Home > Welsh Politics > Local Authorities in Wales – Is Cutting The Answer

Local Authorities in Wales – Is Cutting The Answer


Since the reorganisation seen in 1996 Wales has had 22 local authorities for a population of 3 million. This is a substantial amount of local authorities for a small population but is cutting the number a good enough answer?

Local authorities are having to slash their services left, right and centre and are struggling to provide the most basic of services due to cuts imposed from the top of the power chain from Westminster and in turn Cardiff Bay. Local authorities in 2017 will be very much smaller than they once were providing minimal services.

The Williams Commission has led to some interesting results, seeing the commission calling for a total of 10 councils in Wales. Yes, there needs to be reorganisation of Welsh local authorities, but the current recommendations are a tad bit extreme. Local government is just that-local , local to the people it represents to allow community champions to be elected in order to represent and support their neighbours throughout their term in office.

In my own neck of the woods in Newport, it is seen that Monmouth and Newport City Council should merge. I personally strongly disagree with this recommendation, not because I have Nimby attitude, but on principle and practicality, the two areas are very different with very different issues as one is mostly urban while the other is mostly rural. If reorganisation of local government is to be realistic then it needs to be a Monmouth and Torfaen council merge, they have already shared a lot of services and buildings for their work already. The only reason seen that it will not see such merger is due to European funding and different objective funding between the two authorities. This is just one example of many across the country and not fair on the communities in question.

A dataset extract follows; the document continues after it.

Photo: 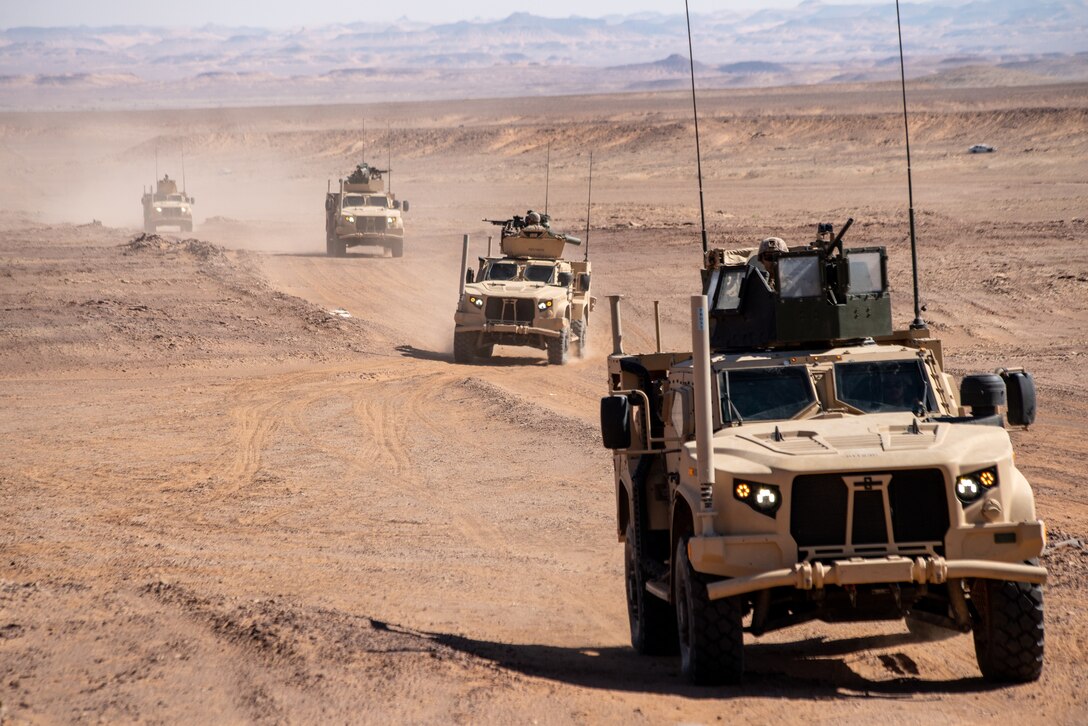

Services such as education have already witnessed regional management as enforced by Welsh government. Education has been a sore policy area, causing many a headache for a number of local authorities, having a number see their education departments go into special measures and ran by a team installed by Welsh Government. Having less councils does allow for more scrutiny as there is more people within departments, but as the council area increases so does the number of schools in its control. This can take away the feeling of local accountability in how the services are ran as decision makers are yet again removed again from the local populace.

However, as in a previous blog post it was highlighted that issues such as recycling were very confusing seeing 22 local schemes, so in some services it could be highly beneficial to see less authorities, or even a midway compromise being better co-operation amongst local authorities. It generally depends on the appetite amongst local politicians versus that in Cardiff Bay, and it seems there is no appetite on a local level and that it is being enforced from a national level, which by opinion is not the best way to approach such policy. The reason being is that many are more expert on how local government is best utilised and can serve the public than those removed from it in Cardiff Bay.

The decision must not be taken lightly as Wales is a differing place, valley to valley – city to city as well as north to south and east to west. Thus any changes would need to account to local identities and look to protect communities and their proud identities, not swallowed up by the major civic towns as what the case would look to occur.

It seems that Cardiff Bay is trying to grab more power from below as it struggles in gaining more power from above (Westminster). This will most likely see a battleground from within the very fibre of the main parties as the grassroots will put up a struggle for each party to go ahead and agree these recommendations. Welsh Labour will most likely be hit the hardest as they look to lose many wards to upsizing wards and downsizing the number of councillors. Welsh Government has and should support local authorities rather than listening to Conservative David Cameron’s rhetoric about the NHS. He can’t speak ill of Scotland due to the referendum and failing in government so of course naturally wales is the scapegoat. The First Minister should rise above it and get back to what wales is better at, delivering public services for all in the community.

The government in the short term is to consider legislation to bring to the National Assembly to discuss this topic and to allow for voluntary mergers. At present there is no short term incentive noted to merge and merging on such a scale is an expensive affair. In the long term it can lead to more cost effective services but even that statement is yet to be put to the test in practice. A lot more consultation needs to be undertaken in the public domain as well and not just by politicians and policy specialists/ officials. It needs to be the solution to work not for 10, 20 or 30 years but a sustainable outcome to last more than a generation.

In conclusion, there is a strong need to reorganise Welsh local authorities, however the number of proposed authorities to cull is a bit too much, in effect removing the ability to be labelled as local. Ideally and realistically the number should be around 15 or 16 allowing for the South Wales cities of Newport, Cardiff and Swansea to keep their own areas. This would also allow for representatives to be local to the populace of a ward and be able to be seen and not just another name on a piece of paper. Much more consultation and work needs to be undertaken on the issue, as the matter stands it does not have a lot of appetite outside of Cardiff Bay to merge.